Saturday 23 February 2013

Credit rating downgrade - does it matter and who does it help?

Moody's, one of three 'Credit Ratings Agencies' has downgraded the UK governments credit standing from AAA (the best rating meaning 'very safe' to lend to) to AA1 (meaning 'pretty much safe' to lend to).

So what difference does this make? All loans require a rate of interest to be paid. The rate charged is made up of several elements, such as a 'pure' element - the profit to the lender - an 'inflation protection' element - the lender gets back what they lent in real terms - and a 'risk of default' element. The last one means the premium charged to protect the lender against the chance of not being repaid. The credit rating is about that element. When a country or firm has a AAA rating then this element can effectively be zero; there is no risk of default.

To the extent that the UK government will always repay its debts then there is no risk of default. So AA1 shouldn't really make a difference to lenders. But if it did and lenders started demanding higher interest rates then this will increase the already significant interest rate bill to be paid by taxpayers each year (currently about £50 billion).

Further if the government has to pay more to borrow so will everyone else. Lenders will be attracted to lend where rates are highest. To get them to lend to mortgage borrowers the interest rate will also have to rise, otherwise they will lend their money to safe governments. So, as the Chancellor has been at pains to point out, the government paying more interest affects all borrowers.

If firms and consumers have to pay higher interest rates then Consumption and Investment will not rise as fast as hoped and recovery will be further delayed.

Ed Balls blames the government and says it is all their fault for not borrowing more. If they had done then the economy would have grown faster and this problem would have been avoided. (Moody's blame slow growth for the downgrade).

The Chancellor says had the government not cut the deficit (well tried to) then this downgrade would have come much sooner.

It is not clear which version of events is right. Balls has the problem that a credible deficit reduction plan is essential to keep the credit rating and must contend with the ineffectiveness of stimulus policies generally. Osborne faces a rising deficit and missed targets with very poor growth.

Whoever is right the downgrade will make little difference in reality. France and the USA continue to borrow at record low interest rates despite being downgraded already. Two of the three rating agencies have not yet downgraded the UK.

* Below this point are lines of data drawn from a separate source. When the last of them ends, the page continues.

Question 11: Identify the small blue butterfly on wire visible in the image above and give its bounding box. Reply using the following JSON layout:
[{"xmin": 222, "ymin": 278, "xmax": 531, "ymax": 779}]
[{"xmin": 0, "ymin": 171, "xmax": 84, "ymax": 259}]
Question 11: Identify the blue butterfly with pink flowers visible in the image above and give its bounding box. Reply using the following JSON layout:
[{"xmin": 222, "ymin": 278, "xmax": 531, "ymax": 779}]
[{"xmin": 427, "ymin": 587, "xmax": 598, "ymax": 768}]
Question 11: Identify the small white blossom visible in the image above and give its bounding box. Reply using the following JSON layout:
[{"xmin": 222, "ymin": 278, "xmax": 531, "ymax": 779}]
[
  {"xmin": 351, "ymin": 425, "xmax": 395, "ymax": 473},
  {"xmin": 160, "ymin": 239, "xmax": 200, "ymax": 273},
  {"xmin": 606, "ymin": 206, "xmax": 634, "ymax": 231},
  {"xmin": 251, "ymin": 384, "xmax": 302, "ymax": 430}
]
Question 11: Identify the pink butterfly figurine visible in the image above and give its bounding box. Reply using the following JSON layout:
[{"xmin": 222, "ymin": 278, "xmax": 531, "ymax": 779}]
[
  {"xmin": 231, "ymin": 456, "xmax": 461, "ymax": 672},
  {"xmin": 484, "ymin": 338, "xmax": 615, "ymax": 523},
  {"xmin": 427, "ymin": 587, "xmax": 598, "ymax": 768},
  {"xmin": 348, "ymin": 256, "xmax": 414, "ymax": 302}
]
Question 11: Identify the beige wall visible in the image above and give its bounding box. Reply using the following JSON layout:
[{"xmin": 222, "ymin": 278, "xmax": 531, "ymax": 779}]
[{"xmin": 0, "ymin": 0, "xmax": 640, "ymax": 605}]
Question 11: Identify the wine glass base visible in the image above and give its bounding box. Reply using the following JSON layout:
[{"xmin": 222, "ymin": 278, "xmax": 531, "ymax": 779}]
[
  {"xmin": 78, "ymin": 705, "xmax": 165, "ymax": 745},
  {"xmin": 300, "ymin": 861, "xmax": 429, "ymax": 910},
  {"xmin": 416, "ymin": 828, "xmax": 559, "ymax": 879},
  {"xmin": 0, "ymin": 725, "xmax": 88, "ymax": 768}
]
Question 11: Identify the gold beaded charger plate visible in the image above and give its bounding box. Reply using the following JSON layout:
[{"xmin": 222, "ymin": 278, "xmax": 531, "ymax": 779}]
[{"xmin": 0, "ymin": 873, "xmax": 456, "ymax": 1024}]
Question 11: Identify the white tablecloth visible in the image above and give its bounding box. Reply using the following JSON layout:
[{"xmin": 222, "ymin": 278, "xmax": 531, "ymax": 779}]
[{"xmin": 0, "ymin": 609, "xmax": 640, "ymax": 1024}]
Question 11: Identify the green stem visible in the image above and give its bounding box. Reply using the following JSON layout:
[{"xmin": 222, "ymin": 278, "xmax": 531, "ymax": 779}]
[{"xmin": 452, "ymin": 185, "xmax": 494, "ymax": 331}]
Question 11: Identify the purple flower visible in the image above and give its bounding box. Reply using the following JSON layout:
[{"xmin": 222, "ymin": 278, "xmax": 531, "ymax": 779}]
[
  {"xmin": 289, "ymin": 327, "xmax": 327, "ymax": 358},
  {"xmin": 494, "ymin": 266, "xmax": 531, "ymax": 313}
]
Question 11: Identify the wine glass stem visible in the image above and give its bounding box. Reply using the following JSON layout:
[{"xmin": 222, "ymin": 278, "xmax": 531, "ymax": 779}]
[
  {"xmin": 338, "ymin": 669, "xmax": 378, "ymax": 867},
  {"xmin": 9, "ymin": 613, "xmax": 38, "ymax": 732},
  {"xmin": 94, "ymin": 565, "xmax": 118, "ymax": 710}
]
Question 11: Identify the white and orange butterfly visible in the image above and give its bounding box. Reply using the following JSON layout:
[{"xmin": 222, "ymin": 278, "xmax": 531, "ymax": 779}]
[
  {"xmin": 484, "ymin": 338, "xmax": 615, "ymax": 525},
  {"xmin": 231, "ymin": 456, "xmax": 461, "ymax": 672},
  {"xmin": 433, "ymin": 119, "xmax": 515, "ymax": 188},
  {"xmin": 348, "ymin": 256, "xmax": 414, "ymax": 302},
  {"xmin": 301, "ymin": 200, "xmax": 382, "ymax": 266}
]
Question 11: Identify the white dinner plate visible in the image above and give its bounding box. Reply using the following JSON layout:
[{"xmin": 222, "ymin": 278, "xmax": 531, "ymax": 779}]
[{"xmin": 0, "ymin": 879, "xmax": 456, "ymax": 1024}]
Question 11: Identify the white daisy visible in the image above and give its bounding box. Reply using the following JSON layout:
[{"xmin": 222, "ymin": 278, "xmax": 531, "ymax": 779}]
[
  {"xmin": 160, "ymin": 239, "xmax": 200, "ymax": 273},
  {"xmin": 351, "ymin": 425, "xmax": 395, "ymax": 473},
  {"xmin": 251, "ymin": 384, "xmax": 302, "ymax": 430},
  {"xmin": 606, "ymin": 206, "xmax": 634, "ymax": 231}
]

Perhaps the most obvious point to make is that these same rating agencies stamped the mortgage backed securities that turned out to be worthless and caused the Global Financial Crisis 'Triple A'. Their credibility is pretty low and one of them is currently being taken to court by the US government for their role in misleading investors.

1 comment:

  1. The real problem is that Osborne placed such high premium on the AAA rating, and he set it up to be the test for his economic policy and yet he is the first Chancellor to lose Britain its AAA rating since 1978. The reason why this is coming back to bite him is because he said kept on making out that the only reason for his economic policy, was because Britain would lose its AAA rating and the bond markets would lose confidence in our ability to pay down our debts meaning higher interest rates etc.